Menurut Fahira, ketentuan PT di tengah keharusan pileg dan pemilu pilpres digelar serentak sejatinya sudah tidak relevan lagi. Ini lantaran waktu pileg dan pilpres diselenggarakan bersamaan, demi keadilan dan asas kesetaraan dalam berkompetisi semua partai peserta pemilu mempunyai hak dan kesempatan yang sama mengajukan calon presidennya masing-masing.

Proses penghitungan suara Pilpres 2014 di Aceh, Rabu (9/7/2014). (Foto ilustrasi).

Photo :
  • VIVAnews/Zulfikar Husein

Lebih dari itu, dampak besar atau mudarat dari dipaksakannya PT 20 persen yaitu kerasnya polarisasi akibat hanya dua calon presiden yang memenuhi syarat, masih bisa kita rasakan hingga hari ini. 

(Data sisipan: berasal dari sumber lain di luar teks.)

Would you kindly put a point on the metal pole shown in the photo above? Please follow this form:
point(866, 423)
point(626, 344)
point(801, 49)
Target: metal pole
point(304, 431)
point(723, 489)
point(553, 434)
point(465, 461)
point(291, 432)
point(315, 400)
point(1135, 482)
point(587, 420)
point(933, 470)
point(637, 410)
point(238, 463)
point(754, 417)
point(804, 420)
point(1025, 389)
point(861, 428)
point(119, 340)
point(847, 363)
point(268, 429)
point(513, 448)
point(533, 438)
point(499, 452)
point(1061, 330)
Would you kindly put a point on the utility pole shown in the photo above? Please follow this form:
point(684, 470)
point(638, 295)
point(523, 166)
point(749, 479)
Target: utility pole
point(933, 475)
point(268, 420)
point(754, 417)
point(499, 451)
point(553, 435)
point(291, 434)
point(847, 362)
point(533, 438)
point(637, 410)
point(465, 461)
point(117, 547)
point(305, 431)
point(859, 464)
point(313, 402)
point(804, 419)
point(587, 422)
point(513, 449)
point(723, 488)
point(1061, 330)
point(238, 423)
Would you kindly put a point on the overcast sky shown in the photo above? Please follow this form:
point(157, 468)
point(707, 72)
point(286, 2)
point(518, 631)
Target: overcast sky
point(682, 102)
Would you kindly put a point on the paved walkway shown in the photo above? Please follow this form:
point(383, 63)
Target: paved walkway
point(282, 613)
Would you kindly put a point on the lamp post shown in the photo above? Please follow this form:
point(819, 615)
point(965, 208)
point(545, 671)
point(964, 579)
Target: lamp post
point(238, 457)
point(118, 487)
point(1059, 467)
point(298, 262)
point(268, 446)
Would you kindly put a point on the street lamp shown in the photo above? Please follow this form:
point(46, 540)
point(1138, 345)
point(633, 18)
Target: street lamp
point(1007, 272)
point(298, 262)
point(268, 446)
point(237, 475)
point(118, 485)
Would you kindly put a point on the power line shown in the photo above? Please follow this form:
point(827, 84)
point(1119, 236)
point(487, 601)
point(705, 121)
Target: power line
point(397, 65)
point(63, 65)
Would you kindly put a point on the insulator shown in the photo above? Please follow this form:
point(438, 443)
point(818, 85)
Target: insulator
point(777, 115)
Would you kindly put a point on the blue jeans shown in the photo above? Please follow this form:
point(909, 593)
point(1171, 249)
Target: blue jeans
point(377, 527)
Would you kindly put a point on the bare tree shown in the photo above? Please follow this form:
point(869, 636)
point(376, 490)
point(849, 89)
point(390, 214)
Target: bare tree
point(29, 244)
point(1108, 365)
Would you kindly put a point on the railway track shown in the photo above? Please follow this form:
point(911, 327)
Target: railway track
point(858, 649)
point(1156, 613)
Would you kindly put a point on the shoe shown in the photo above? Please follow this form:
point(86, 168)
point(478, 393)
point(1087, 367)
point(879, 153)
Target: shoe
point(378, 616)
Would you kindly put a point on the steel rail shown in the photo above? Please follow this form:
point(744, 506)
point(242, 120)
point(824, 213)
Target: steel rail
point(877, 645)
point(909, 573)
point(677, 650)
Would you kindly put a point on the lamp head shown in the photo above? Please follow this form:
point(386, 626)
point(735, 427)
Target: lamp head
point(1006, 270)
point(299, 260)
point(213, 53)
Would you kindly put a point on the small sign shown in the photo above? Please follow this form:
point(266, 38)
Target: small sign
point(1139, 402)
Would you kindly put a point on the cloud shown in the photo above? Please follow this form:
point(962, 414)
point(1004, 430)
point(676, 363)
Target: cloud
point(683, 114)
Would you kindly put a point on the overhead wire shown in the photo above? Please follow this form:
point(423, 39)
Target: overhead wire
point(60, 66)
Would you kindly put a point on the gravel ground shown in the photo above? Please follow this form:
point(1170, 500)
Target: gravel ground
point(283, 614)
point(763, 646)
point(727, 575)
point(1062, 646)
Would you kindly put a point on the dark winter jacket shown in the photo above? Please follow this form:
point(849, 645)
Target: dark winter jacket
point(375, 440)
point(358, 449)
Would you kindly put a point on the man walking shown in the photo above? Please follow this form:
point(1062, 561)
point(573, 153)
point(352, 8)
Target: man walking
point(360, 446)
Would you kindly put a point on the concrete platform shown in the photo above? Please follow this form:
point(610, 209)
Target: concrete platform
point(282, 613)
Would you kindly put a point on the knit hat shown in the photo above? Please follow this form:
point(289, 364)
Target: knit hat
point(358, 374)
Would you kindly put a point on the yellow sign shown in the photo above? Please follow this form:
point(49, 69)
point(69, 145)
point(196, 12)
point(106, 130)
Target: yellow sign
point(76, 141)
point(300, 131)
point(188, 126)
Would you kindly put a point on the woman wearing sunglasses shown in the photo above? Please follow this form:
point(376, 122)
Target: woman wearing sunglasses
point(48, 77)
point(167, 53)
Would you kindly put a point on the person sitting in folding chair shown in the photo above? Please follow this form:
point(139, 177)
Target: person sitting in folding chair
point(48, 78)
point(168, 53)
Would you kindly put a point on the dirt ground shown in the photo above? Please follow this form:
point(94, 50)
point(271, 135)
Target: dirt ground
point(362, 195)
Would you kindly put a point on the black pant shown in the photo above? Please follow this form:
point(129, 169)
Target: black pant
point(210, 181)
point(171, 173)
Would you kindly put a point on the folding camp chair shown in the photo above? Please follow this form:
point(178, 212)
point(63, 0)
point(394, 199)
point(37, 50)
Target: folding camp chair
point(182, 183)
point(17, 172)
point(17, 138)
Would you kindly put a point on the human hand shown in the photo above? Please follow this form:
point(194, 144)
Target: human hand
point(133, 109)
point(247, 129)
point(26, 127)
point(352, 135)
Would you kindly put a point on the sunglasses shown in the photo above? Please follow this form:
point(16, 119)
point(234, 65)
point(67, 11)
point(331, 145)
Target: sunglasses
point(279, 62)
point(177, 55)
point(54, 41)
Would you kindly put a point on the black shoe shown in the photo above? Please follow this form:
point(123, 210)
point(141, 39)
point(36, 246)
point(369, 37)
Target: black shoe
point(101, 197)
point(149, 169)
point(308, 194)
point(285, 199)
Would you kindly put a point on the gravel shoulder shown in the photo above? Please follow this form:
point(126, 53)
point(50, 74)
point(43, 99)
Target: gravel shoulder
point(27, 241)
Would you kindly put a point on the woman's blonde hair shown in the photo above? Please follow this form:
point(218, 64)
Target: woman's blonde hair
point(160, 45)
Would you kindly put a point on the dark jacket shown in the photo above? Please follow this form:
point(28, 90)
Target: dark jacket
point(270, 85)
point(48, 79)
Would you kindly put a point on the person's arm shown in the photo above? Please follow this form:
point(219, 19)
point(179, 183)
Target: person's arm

Tuntutan penghapusan ambang batas pemilihan presiden, lanjut Fahira, tidak lepas dari semangat ingin mengembalikan hak demokrasi kepada rakyat.
 
“Begitu banyak kontradiksi yang diakibatkan aturan ambang batas 20 persen yang semestinya sudah tidak lagi kita pertahankan," ujarnya. 

Fahira menambahkan, semestinya rakyat diberi ‘karpet merah’ untuk memilih calon yang memang disediakan oleh sistem yang konstitusional, bukan oleh sistem yang didesain sesuai selera kelompok-kelompok tertentu. 

"Rakyat punya hak dasar untuk mendapatkan akses terhadap banyak alternatif calon presiden dan wakil presiden sesuai konstitusi. Pengembalian hak dasar rakyat itu salah satunya melalui penghapusan ambang batas,” imbuhnya.